Common mistake: treat * like it must eat something—like it’s afraid of being empty (spoiler: it’s not). Also, piling up consecutive * like you’re building a sandcastle: it only needs one to swallow everything. Or the classic: try every possible split by hand, discover exponential sadness. And if you forget that * can match absolutely nothing? Yeah, “off by one” errors get promoted to “off by all.”

🔍 What’s Actually Going On

* is the gluten of pattern symbols—it expands to fill any space, including zero; ? is more modest, handling only one character at a time. The trick is to use DP: you ask, “Has this chunk of string matched this chunk of pattern yet?” and store your answer. If you see *, you can ignore it (dp[i][j-1]—let it be empty) or let it eat a character from the string (dp[i-1][j]). Both work. Your job is to keep the wildcards in line without breaking the table.

🛠️ PseudoCode

• Make a DP table:
  

  boolean[][] dp = new boolean[s.length()+1][p.length()+1];

  Each spot means: “Did these first X chars match these first Y in the pattern?”
• Initialize the base cases:
  

  dp[0][0] = true; // empty matches empty
  for (int j=1; j<=p.length(); j++)
      if (p[j-1] == '*') dp[0][j] = dp[0][j-1];

  Empty string can only be matched if the pattern so far is a wall of asterisks.
• Fill the rest:
  

  if (p[j-1] == '*') dp[i][j] = dp[i][j-1] || dp[i-1][j];
  else if (p[j-1] == '?' || p[j-1] == s[i-1]) dp[i][j] = dp[i-1][j-1];
  

  One clause for greedy havoc, one for cool matches.
• Final answer?
  

  return dp[s.length()][p.length()];

  Check the bottom-right for full coverage.

💻 The Code

public boolean isMatch(String s, String p) {
    int m = s.length(), n = p.length();
    boolean[][] dp = new boolean[m + 1][n + 1];
    dp[0][0] = true;
    for (int j = 1; j <= n; j++) {
        if (p.charAt(j - 1) == '*') {
            dp[0][j] = dp[0][j - 1];
        }
    }
    for (int i = 1; i <= m; i++) {
        for (int j = 1; j <= n; j++) {
            char pc = p.charAt(j - 1);
            if (pc == '*') {
                dp[i][j] = dp[i - 1][j] || dp[i][j - 1];
            } else if (pc == '?' || pc == s.charAt(i - 1)) {
                dp[i][j] = dp[i - 1][j - 1];
            }
        }
    }
    return dp[m][n];
}

⚠️ Pitfalls, Traps & Runtime Smacks

• Stacking *s?
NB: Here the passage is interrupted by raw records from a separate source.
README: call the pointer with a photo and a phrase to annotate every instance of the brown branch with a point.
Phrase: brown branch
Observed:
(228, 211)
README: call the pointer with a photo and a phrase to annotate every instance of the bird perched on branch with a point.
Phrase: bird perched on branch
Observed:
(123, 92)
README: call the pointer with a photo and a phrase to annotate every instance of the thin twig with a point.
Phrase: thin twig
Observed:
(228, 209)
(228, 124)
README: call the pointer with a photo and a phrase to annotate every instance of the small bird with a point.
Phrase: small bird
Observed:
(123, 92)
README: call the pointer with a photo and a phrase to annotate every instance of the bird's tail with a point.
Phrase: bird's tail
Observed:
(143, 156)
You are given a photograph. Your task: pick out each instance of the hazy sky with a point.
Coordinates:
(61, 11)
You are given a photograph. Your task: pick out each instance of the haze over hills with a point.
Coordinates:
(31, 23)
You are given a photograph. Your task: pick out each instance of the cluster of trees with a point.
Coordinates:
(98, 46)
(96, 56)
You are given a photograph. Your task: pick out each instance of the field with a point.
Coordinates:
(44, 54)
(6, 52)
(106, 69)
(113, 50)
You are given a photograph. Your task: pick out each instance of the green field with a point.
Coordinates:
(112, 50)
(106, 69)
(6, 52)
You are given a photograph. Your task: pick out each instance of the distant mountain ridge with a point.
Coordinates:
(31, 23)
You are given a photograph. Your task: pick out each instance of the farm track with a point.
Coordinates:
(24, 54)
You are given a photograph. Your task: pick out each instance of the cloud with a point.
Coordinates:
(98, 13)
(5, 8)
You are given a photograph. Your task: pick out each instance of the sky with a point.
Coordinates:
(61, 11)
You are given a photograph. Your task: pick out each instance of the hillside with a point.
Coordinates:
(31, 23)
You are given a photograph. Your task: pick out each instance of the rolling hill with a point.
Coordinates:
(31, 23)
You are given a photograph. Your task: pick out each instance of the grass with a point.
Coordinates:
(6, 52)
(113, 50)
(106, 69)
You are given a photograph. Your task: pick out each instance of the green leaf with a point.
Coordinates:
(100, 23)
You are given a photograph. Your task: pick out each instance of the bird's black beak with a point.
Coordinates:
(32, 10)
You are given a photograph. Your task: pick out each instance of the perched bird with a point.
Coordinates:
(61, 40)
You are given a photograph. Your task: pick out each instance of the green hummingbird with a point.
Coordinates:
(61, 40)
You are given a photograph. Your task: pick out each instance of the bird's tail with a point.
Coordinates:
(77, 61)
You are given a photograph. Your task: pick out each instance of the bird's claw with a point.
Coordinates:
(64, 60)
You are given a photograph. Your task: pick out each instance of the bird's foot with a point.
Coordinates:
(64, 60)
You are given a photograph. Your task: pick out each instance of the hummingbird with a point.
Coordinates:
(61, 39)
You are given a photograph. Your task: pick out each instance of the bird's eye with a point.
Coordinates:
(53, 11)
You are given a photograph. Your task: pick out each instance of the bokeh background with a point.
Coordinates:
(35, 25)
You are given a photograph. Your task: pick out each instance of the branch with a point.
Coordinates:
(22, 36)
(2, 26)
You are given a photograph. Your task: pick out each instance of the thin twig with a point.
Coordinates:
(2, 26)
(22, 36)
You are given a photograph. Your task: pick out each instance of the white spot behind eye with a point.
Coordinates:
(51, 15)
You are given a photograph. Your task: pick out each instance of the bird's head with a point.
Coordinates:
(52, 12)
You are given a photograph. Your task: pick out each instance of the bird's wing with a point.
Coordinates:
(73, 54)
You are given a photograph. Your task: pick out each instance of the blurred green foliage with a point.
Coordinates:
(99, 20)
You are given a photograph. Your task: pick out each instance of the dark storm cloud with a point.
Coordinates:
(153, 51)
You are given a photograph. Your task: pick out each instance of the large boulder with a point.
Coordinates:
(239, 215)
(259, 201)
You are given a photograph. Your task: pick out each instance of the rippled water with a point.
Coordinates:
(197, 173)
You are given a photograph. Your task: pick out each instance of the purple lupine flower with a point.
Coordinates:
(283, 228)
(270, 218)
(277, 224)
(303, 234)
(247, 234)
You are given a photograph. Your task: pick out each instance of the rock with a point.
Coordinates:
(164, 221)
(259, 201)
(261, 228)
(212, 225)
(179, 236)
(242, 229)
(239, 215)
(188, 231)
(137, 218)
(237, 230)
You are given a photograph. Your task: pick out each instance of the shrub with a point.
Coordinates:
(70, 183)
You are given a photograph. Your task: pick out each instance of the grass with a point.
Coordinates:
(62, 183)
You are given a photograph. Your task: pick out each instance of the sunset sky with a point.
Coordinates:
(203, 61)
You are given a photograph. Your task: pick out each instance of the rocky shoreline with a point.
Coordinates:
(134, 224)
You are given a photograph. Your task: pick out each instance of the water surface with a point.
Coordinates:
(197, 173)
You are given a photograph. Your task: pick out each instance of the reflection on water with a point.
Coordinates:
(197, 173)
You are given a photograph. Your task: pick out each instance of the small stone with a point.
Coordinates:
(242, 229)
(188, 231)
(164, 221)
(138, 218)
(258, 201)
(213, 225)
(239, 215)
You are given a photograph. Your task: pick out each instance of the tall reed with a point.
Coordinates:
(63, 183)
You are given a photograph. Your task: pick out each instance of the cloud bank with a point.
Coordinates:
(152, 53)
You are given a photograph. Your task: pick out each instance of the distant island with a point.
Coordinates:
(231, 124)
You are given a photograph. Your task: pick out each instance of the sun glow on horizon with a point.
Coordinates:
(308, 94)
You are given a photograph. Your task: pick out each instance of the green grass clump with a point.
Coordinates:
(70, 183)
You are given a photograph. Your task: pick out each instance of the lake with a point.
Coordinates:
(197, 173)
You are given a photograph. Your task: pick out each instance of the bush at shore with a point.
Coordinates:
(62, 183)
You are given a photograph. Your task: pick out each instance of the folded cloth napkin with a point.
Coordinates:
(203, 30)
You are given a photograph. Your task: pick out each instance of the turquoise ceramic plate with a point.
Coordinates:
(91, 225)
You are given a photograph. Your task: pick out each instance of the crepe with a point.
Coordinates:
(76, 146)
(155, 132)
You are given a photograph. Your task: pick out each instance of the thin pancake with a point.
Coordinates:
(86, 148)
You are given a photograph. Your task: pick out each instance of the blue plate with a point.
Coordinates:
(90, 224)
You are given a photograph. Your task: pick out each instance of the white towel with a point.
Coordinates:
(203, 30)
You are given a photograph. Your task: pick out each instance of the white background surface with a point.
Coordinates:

Collapse them—Java will thank you with less memory drama.
• Skip the dp[0][j] base case and say goodbye to matching empty strings with *.
• If you forget * means zero or more, “almost right” turns into “always wrong.”
• Time: O(mn). Space: O(mn). Optimize if you love pain or have something to prove.

🧠 Interviewer Brain-Tattoo

If * feels greedy, that’s because it’s a cosmic vacuum—let it hoover up characters, but stay in control with DP. “In wildcard matching, laziness is a feature. Use it wisely.”